Revision as of 10:47, 15 February 2018

Extract metadata from the finding aid using Python

  1. The following steps require Python 3; if you do not already have it installed, it is available to download here.
  2. Navigate to the finding aids website.
  3. Click on the finding aid in question, and then view source.
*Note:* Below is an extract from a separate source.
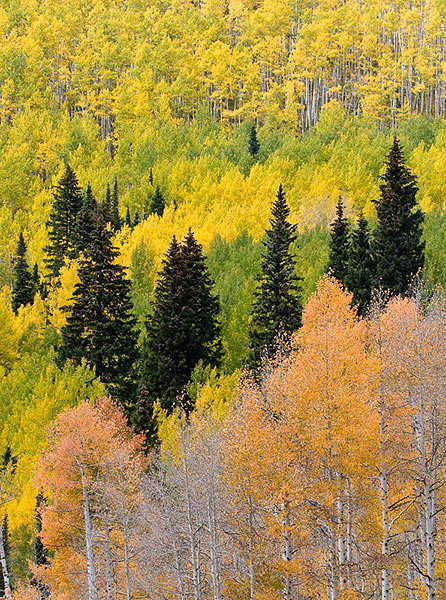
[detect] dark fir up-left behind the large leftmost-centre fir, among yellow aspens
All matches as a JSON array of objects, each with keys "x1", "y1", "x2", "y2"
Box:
[{"x1": 45, "y1": 165, "x2": 82, "y2": 278}]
Save this xml as a txt file in your Python folder.
  4. Run the following Python script on the txt file you just saved, making sure to first edit the file name in the first line of the script to match the file name of your text file:
f = open('findingaid.txt','r', encoding='utf-8')
lines = f.readlines()
f.close()
item=""
newItem=False
titles = []
callnos = []
dates = []
start=0
end=0
i=0
for line in lines:
	if "<c" and "level=\"item\"" in line:
		newItem=True
	elif "</c>" in line:
		newItem=False
	if newItem==True:
		item=item+line
	elif newItem==False and len(item)>0:
		#get title
		start=item.find("<unittitle>")
		if start != -1:
			start+=11
			end=item.find("</unittitle>")
			title=item[start:end]
			title=title.replace("<persname>","")
			title=title.replace("</persname>","")
			title=title.replace("<famname>","")
			title=title.replace("</famname>","")
			title=title.replace("<corpname>","")
			title=title.replace("</corpname>","")
			title=title.replace("<p>","")
			title=title.replace("</p>","")
			title=title.replace("<title render=\"italic\">","")
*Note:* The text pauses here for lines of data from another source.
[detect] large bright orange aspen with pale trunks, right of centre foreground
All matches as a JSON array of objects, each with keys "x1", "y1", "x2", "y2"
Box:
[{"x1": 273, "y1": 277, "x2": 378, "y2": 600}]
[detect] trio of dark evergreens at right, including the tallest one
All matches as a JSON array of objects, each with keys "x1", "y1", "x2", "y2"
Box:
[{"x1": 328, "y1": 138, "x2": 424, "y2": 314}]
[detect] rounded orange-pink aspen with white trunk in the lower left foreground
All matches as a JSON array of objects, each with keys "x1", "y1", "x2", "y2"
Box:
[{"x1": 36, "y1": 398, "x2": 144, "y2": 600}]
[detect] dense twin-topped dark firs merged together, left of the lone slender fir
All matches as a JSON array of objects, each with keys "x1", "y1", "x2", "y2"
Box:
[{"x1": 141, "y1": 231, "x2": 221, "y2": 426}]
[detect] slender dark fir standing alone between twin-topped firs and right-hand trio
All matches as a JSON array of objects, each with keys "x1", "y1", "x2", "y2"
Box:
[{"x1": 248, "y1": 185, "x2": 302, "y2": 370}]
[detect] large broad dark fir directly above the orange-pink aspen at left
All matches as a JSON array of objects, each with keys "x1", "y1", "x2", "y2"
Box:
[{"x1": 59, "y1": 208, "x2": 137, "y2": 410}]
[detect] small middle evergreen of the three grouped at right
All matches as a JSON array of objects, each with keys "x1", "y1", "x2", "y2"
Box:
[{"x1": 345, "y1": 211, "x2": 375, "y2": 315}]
			title=title.replace("</title>","")
			title=' '.join(title.split())
			titles.append(title)
		else:
			titles.append("null")
		start=0
		end=0
		#get callno
		start=item.find("<unitid>")
		if start != -1:
			start+=8
			end=item.find("</unitid>")
			callno=item[start:end]
			callnos.append(callno)
		else:
			callnos.append("null")
		start=0
		end=0
		#get date
		start=item.find("<unitdate>")
		if start != -1:
			start+=10
			end=item.find("</unitdate>")
			date=item[start:end]
			dates.append(date)
		else:
			dates.append("null")
		start=0
		end=0
		item=""

titlefile = open('FAtitles.txt','w', encoding='utf-8')
callnofile = open('FAcallnos.txt','w', encoding='utf-8')
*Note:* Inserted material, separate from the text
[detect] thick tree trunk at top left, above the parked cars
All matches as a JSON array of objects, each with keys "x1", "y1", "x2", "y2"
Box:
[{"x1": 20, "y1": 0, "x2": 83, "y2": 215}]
datefile = open('FAdates.txt','w', encoding='utf-8')

for title in titles:
    titlefile.write("%s\n" % title)
for callno in callnos:
    callnofile.write("%s\n" % callno)
for date in dates:
    datefile.write("%s\n" % date)
  1. After running this script, you will find 3 text files in your Python folder: FAcallnos.txt, FAdates.txt, and FAtitles.txt; these text files contain the extracted finding aid metadata, and will be used in the following steps.